I think the faster solution is to generate them.
The idea is to start with the simplest case:
only 3 consecutive 1
Given N=5 there are only 3 solutions:
11100
01110
00111
This can be implemented using a code like this:
from collections import deque
N=5
S = deque('111'+'0'*(N-3))
for _ in range(N-2):
print(''.join(S))
S.rotate()
This shifting technique, allows us to see the problem from another angle,
explore all valid '3 consecutive 1' (3c1) having the left and right remaining part all equal to 0 '0'*(N-3)
[left]<3c1>[right]
Now the problem is generating all the remaining numbers for left and right.
We need an algorithm able to Generate them for all lengths from 1 to N-3
It is not clear to me if 4 consecutive 1 are valid, or multiple 3c1 are valid as well, in any way this can be implemented in this piece of code.

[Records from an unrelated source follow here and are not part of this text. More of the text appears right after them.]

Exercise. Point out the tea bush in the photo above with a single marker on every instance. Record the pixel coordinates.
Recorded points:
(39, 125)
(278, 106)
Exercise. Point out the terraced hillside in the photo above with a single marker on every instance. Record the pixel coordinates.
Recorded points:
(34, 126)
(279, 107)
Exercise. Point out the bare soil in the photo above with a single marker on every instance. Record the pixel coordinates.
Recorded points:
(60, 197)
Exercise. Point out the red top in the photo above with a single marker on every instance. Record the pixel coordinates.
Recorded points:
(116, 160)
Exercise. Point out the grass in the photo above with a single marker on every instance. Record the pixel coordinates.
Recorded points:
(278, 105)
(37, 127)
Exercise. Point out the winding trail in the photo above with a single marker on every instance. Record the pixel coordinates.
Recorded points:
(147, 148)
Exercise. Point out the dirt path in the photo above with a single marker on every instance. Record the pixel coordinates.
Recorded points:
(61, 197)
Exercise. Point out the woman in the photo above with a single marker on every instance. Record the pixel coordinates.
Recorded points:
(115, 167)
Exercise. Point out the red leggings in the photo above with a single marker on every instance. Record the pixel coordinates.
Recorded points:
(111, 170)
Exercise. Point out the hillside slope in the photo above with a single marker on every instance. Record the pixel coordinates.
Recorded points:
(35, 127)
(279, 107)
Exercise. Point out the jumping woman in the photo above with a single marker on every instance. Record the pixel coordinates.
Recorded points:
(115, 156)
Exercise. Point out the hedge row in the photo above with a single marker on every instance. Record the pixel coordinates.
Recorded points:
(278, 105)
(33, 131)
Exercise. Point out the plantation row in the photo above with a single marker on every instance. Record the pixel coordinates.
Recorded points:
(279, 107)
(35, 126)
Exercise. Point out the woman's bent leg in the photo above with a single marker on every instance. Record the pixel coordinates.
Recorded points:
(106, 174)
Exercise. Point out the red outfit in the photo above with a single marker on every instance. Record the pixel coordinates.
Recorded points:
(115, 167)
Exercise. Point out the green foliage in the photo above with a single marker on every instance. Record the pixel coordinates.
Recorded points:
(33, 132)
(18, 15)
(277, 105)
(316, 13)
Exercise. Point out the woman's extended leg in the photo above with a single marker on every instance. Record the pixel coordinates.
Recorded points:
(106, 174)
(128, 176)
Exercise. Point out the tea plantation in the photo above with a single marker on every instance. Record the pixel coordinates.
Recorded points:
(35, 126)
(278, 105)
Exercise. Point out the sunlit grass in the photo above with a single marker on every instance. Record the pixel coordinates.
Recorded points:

Supposing all other cases are allowed, we can generate them using itertools
:
itertools.product('01',repeat=n)
Putting all together:
shift the three ones from left to right
at each step we generate all other remaining part both for left and right
Example with N=5:
Step 1:
left: lengt=0
right: lenght=2
['111'+''.join(r) for r in itertools.product('01',repeat=2)]
Out[3]: ['11100', '11101', '11110', '11111']
Step 2:
left: lenght=1
right: lenght=1
[''.join(l)+'111'+''.join(r) for r in itertools.product('01',repeat=1) for l in itertools.product('01',repeat=1)]
Out[5]: ['01110', '11110', '01111', '11111']
Step 2:
useless to explain.It should be already clear
This code explains a possible algorithm to generate the numbers but has no optimization at all. I think some profiling should be used to address further opt. maybe numpy, or create the left/right set and load it can give good speed-up.